The proposition now submitted by the appellant to show error is that there was not any sufficient proof to show that this photograph was a picture of the premises as they existed at the time when the plaintiff's engines were at work for the defendant on the Morris dam contract. The record discloses that the locomotives and equipment of the plaintiff were used by the defendant until about November 1st, 1910. It also appears that this photograph was not taken until May, 1911, about six months later. It does not appear whether or not the plaintiff offered evidence to show that the physical conditions in and about the Morris dam, as shown in the picture, were substantially the same as they were when the engines in question were at work at this place. The defendant now complains because it does not appear that by subsequent connection this evidence became relevant.
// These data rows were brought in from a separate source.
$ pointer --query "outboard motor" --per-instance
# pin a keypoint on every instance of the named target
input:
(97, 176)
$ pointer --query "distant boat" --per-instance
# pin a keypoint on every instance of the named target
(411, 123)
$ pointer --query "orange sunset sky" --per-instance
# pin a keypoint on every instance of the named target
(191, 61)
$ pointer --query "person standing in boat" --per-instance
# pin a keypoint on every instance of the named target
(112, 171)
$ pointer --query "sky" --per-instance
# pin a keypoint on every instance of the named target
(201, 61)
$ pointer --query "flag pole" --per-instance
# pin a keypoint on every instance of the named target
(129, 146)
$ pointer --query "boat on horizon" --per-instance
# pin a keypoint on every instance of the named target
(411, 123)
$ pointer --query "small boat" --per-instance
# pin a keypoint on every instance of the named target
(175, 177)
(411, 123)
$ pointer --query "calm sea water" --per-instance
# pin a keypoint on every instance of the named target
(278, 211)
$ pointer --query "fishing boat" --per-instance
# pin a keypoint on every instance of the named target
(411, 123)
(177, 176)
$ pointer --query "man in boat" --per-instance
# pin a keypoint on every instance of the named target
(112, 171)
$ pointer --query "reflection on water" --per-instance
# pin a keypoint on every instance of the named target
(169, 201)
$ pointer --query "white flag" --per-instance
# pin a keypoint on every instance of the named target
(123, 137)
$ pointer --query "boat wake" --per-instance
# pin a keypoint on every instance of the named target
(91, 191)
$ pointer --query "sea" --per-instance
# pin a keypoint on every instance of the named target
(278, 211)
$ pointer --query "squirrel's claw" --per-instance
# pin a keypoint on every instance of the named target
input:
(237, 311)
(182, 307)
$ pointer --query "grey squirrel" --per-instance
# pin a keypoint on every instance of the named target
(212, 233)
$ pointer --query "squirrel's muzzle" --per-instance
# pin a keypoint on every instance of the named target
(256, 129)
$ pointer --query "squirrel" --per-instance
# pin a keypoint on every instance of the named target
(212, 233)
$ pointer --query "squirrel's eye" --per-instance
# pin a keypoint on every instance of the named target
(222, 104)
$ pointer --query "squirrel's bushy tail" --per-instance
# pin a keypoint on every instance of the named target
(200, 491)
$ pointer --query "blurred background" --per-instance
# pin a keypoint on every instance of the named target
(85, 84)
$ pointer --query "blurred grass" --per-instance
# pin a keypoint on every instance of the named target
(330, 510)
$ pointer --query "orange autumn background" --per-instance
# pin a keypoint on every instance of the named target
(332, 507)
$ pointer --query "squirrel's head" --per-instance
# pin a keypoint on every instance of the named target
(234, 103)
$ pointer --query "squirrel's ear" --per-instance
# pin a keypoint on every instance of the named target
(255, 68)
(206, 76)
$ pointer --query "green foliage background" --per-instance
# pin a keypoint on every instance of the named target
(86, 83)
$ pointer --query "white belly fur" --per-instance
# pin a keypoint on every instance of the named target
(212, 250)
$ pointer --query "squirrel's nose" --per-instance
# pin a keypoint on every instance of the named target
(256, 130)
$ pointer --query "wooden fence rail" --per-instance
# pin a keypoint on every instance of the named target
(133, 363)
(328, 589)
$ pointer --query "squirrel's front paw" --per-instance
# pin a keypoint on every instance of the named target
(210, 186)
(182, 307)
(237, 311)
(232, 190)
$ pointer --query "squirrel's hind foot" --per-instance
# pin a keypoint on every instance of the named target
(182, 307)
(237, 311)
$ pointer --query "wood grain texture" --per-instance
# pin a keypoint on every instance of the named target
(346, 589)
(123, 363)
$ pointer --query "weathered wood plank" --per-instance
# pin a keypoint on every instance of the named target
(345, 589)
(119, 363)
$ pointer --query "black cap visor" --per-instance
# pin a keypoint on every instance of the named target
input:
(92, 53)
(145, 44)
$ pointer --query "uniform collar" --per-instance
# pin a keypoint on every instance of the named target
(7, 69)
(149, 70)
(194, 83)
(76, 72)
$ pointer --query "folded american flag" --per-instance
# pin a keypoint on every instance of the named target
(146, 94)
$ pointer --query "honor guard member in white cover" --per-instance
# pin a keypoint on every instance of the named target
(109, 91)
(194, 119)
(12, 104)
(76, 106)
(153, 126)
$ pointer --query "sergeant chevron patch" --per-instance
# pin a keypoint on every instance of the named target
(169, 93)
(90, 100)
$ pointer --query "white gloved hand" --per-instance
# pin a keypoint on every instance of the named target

The order in which testimony of this character shall be admitted is left to the sound discretion of the trial court. Stirling v. Buckingham, 46 Conn. 461, 463. It is not error to admit evidence which may be made competent by subsequent testimony. C. C. Electric Motor Co. v. D. Frisbie Co., 66 Conn. 67, 80, 33 A. 604. It is enough, however, to say, with regard to this reason of appeal, that if this evidence were not properly connected and made relevant by subsequent testimony, this should appear of record. It does not so appear.